The Australian research and advisory organisation (ADAPT) has called on Australian digital leaders to adopt five practices to improve employee experience amidst severe and lasting skills shortages.
ADAPT has released a survey of 150 ANZ digital leaders, representing organisations responsible for one-third of Australia's $1.8 trillion GDP and over one million staff, local research and advisory organisation. The survey found that 70% of employees continue to struggle to adapt to fit today's connected workplace between the home and the office environment. And that 60% of companies plan to uplift employee experience in the next 12 months. However, only 20% expect to allocate more funding to the effort.
It also found that 47% of workers struggle to find the correct information, with resources now residing in a disjointed set of new and existing communications tools. And that 24% of employees find it challenging to collaborate with remote colleagues, leading them to feel disconnected from peers and the organisation's purpose.
"The skill's shortage is continuing to bite," says ADAPT senior research analyst, Shane Hill.
"This is leading to many employees having the Great Realisation: a desire for fulfilling work that fits into their livelihoods. Companies can't expect to retain top performers using outdated ways of working, so leaders must empower individuals to do good work, and on their terms."
In response to the findings, ADAPT has developed five best practices for the future of work to ensure greater employee engagement and retention:
Improve organisational culture in work from anywhere settings
The study found only 38% of digital leaders have successfully evolved organisational culture to fit the connected workplace. Hill says the difficulties of collaborating via digital channels create new barriers to collaboration, stifling culture development.
He says developing organisational culture in a connected workplace is possible if digital leaders promote engagement, are authentic, and simplify access to key insights through new work practices that better suit today's environment wherever possible.
Empower decentralised workforces with intelligent enablement
ADAPT believes intelligent enablement will underpin how individuals can do meaningful work on the terms that suit them. It encompasses process automation decision enablement and allows organisations to capture and create value better.
"Digital leaders do not limit their priorities to when or where work is done," says Hill. "They focus instead on how to enable individuals to do work that is meaningful and look for opportunities to remove unnecessary blockers in how that work is done."
Re-imagine employee experience through an inclusive lens
"It's vital for digital leaders to design deliberate, flexible policies that can cater to individual working preferences, whether their employees desire greater collaboration and team presence, or self-determination and space," says Hill.

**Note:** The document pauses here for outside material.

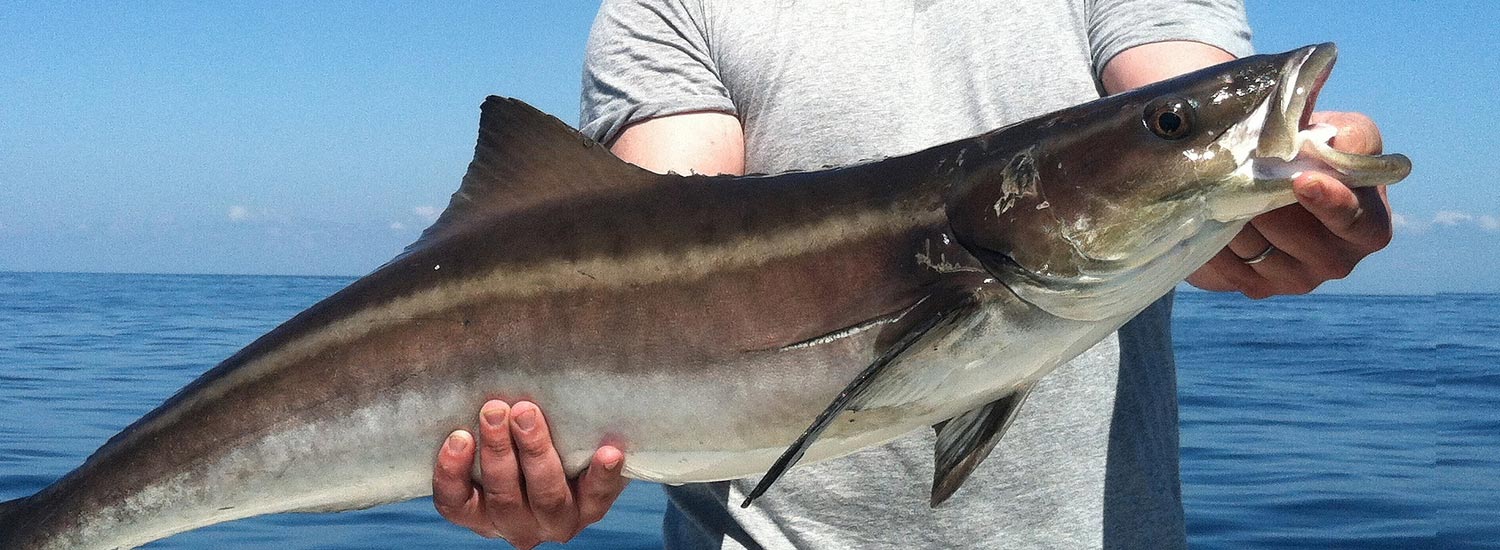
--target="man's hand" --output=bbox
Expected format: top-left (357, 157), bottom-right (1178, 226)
top-left (1187, 111), bottom-right (1394, 298)
top-left (432, 400), bottom-right (628, 549)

He says the connected workplace will require new leadership behaviours, such as trust, authenticity, and vulnerability. Employee inclusion will result from asking the right questions to identify when individuals crave connection or prefer deliberation.
Develop measures that focus on connection and cohesion
Hill says productivity alone fails to capture the essence of a connected workplace. He advises organisations to measure leadership authenticity, team connection, ease of retention, and employee engagement to retain top talent.
He says productivity based on presenteeism will fail to capture an employee's sense of belonging, ability to connect, and ultimately, the untapped potential in the workforce.
He says consider new measures such as:
- Measuring social currency and belonging at a team and department level
- Correlating rates of connection to ease of staff retention
- Benchmarking human capital costs against customer experience and value
- Calculating the impact of leadership style changes on workforce fulfilment.
- Prevent decision paralysis using opportunity cost analysis
According to Hill, organisations that can clearly articulate their three or five-year vision with employees and empower them to execute will create the capacity to adapt in an uncertain operating environment.
"Inaction is expensive," he says. "Rather than await certainty or get bogged down in the details, leaders must prioritise progress over perfection. Use the concept of net present disruption to secure executive support and gain from the resulting momentum."